Bei diesen Anforderungen handelt es sich um die Minimalanforderungen, um das Spiel spielen zu können. Je besser eure Hardware ist, desto mehr könnt ihr natürlich das Spiel genießen. Mehr gibt es zum Allgemeinen nicht zu sagen, daher machen wir nun einen Sprung zum Gameplay!


Gameplay


In Transport Fever ist es eure Hauptaufgabe, in verschiedenen Szenarien oder im Freien Spiel für einen reibungslosen Verkehr und Gütertransport zu sorgen. Wie bereits erwähnt gibt es hier verschiedene Möglichkeiten. Angefangen bei den gängigsten Straßenfahrzeugen wie den Bussen oder im früheren Jahrhundert Pferdekutschen, bis hin zu vielen, unterschiedlichen Zugarten mit einer Menge an auswählbaren Wagons. Es gibt soviel verschiedene Arten an Fahrzeugen, dass man sich genau überlegen muss, von welchen man genau wieviel einsetzt. Neben den 2 Transport-Arten gibt es aber nun auch noch Schiffe und Flugzeuge, um einen sichereren und eventuell schnelleren Transport zu gewährleisten. Schiffe können sowohl Menschen als auch Güter bzw. Rohstoffe transportieren. Mit Flugzeugen ist es allerdings nur möglich, Menschen von A nach B zu bringen.

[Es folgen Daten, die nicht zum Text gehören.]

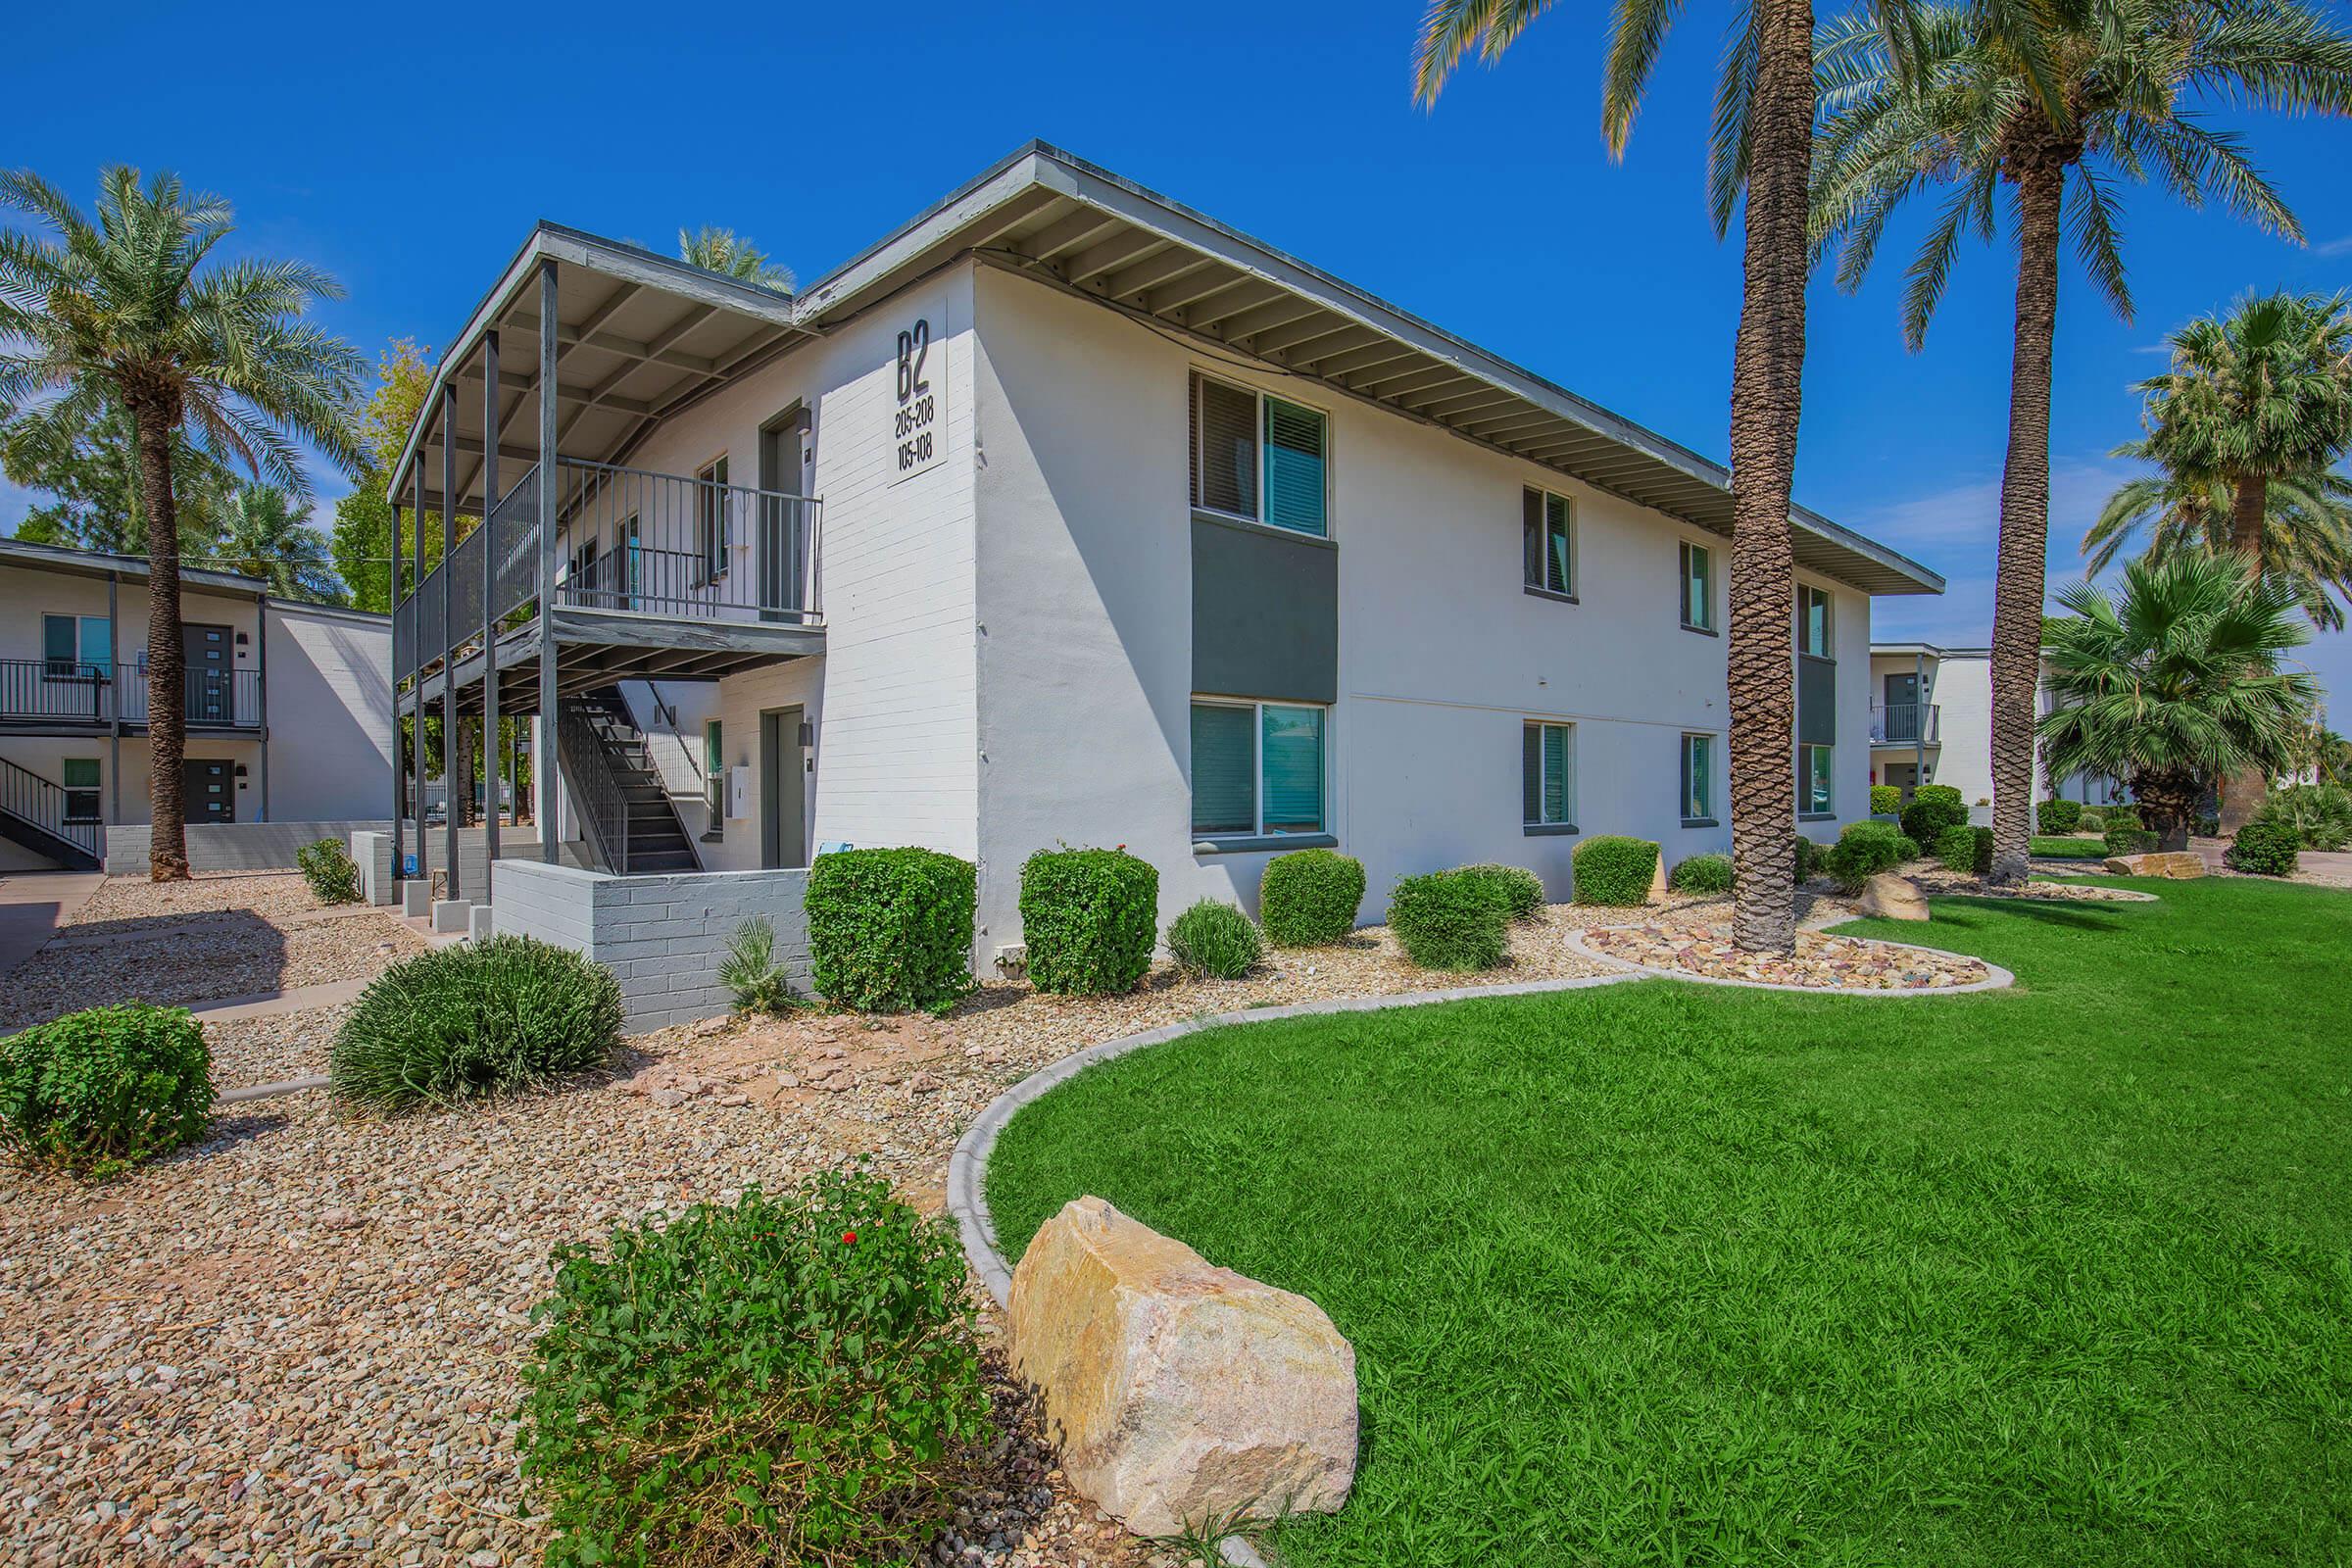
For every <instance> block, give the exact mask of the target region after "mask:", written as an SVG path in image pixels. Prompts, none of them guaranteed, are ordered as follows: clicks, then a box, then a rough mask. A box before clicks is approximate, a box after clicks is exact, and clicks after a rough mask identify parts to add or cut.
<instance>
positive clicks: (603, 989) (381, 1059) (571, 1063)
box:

Bei dem Beginn des richtigen Streckenaufbaus beginnen aber schon die ersten Schwierigkeiten. Diese äußern sich unter anderem darin, dass meist nur ein gewisses Budget zur Verfügung steht, welches eingehalten werden sollte und man natürlich für die verschiedenen Verkehrsmittel auch Strecken und Depots errichten muss. Züge benötigen natürlich nebensächlich noch Bahnhöfe zum Ein- und Aussteigen der Passagiere und zum Verladen der Fracht, Umschlagplätze sind für den Transport der Güter von der Fabrik bis zum Bahnhof zuständig und umgekehrt. Abgesehen davon benötigen die Fahrzeuge wie Pferdekutschen, Busse oder LKWs natürlich auch einen Startpunkt, welcher in diesem Falle das Depot darstellt.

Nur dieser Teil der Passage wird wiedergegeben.